Ultralights Posted May 1, 2016 Posted May 1, 2016 Where do you get these? http://www.wahltempplates.com/search-for-temp-plates/ or search ebay for temperature recorder labels. $30 for a pack of 10
rhtrudder Posted May 1, 2016 Author Posted May 1, 2016 Just ordered them, stuck on the outside of the oil tank should give an accurate measure of the operating temp of the oil , am I right in thinking this?

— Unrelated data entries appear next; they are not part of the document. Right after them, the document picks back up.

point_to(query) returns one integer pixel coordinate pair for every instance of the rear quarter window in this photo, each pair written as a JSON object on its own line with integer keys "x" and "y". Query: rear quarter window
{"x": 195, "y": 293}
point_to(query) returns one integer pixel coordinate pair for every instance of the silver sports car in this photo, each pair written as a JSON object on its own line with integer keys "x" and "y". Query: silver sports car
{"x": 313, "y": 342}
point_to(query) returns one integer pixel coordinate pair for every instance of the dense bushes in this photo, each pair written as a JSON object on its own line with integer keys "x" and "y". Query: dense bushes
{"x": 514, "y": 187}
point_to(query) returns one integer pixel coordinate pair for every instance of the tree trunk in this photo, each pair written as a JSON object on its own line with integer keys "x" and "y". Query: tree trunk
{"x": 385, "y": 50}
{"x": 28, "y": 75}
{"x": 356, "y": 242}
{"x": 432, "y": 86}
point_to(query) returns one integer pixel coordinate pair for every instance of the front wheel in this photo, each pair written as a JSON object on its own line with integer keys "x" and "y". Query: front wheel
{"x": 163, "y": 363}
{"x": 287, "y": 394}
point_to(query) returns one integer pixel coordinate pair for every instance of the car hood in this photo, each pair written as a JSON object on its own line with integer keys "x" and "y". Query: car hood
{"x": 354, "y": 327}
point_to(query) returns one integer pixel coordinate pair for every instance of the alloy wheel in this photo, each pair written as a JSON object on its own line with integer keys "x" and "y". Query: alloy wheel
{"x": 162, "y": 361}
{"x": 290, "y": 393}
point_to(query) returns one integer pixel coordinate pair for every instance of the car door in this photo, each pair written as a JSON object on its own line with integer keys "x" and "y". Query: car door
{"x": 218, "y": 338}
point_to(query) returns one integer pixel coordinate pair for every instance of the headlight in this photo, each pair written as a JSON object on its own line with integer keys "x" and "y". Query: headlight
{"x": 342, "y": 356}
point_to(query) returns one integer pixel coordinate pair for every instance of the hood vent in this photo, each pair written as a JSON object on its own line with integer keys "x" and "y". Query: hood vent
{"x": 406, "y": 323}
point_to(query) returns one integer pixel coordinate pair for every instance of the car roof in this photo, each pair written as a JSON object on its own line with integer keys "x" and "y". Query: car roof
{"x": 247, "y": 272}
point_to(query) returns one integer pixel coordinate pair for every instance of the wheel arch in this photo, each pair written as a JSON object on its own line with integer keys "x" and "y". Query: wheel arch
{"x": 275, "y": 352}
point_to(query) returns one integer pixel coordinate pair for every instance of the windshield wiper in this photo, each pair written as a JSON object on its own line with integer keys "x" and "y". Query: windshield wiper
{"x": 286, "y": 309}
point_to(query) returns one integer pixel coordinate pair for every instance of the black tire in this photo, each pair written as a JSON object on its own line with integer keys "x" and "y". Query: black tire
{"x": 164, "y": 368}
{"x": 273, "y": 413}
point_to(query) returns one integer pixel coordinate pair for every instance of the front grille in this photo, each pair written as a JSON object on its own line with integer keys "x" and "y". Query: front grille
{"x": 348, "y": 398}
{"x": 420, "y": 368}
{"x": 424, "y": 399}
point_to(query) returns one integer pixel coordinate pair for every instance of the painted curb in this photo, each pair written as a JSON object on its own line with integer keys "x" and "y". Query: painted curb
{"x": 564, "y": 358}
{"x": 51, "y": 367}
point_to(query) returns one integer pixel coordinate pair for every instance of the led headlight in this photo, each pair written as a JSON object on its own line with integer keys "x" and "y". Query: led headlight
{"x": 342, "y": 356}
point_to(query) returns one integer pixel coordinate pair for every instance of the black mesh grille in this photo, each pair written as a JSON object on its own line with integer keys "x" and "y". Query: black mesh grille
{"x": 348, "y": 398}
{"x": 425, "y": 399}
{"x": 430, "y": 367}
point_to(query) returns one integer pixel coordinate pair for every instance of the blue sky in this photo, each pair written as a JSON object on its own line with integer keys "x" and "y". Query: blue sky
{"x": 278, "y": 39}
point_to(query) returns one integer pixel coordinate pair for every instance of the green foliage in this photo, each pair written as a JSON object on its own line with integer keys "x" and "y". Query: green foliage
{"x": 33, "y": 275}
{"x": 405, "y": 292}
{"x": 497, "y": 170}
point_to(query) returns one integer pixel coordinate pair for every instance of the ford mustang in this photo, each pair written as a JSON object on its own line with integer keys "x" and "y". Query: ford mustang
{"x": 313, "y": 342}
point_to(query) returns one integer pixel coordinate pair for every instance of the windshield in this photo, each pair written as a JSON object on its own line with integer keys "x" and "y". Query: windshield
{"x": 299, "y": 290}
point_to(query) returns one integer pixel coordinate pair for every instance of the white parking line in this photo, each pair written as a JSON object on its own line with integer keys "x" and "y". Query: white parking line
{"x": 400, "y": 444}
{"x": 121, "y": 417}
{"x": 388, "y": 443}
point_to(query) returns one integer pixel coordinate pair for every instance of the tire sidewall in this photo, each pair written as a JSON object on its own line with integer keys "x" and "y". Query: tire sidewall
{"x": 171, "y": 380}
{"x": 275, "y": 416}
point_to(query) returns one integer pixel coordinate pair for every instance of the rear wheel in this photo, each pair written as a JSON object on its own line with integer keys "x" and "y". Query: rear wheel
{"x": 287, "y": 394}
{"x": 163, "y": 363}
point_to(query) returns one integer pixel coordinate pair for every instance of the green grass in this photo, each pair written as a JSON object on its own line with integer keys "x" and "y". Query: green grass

Ultralights Posted May 1, 2016 Posted May 1, 2016 i use them as a confirmation, as someone mentioned before, they wont measure exact temps, but close, if you see a reading of say 130 deg c on the gauge, but check the hot side of the oil outlet and find it hasnt triggered an 70 deg spot, then you know it might be a guage issue. loose wire, corroded terminal, or something like that. also, the oil tank also acts as a giant cooler as well. also with cooling airflow, look at the pressure difference between the front inlets and the air outlets at the bottom, some aircraft need a bigger lip at the bottom to reduce pressure behind it, which in turn, draws more air out of the engine bay, allowing more to come in. engine cooling air drag and aerodynamics is a dark art. some jabirus have a bigger lower lip added for the same reason. another thing, standing air, has higher pressure, so an inlet on top of the cowling, in front of the windscreen might actually be pushing air into the area, not letting it out. thats the reason some race cars, and nascars have a bonnet scoop pointing backwards with the opening right near the windscreen. maybe a relocation of the oil cooler might be needed, mine, in a savannah, mounted directly in front of the lip of the lower cowling exit, so there is a low pressure area created by the lip right behind the cooler, the radiator, in front of the oil cooler, and at the front of the engine cowl, has a huge high pressure are in front of it, so, the air flows easily, and fast, through both the oil and coolant coolers from the high side to the low side at the lower cowling. i have never had a heating issue, only problems trying to keep it warm, even on a 40 deg day, my oil temps are normal. even in a sydney summer, part of my oil cooler is covered to keep temps up. and winter, its about 75% covered.
rhtrudder Posted May 1, 2016 Author Posted May 1, 2016 That looks like a very neat set up , I have a mate with a Savannah and has trouble with high oil temps , could you take some more pictures so I can show him how you set yours up . The cowl scoop on my plane faces backwards so I figured the air flow over it would draw hot air out. We overcome cold running by fitting thermostats in the intake radiator line , works good.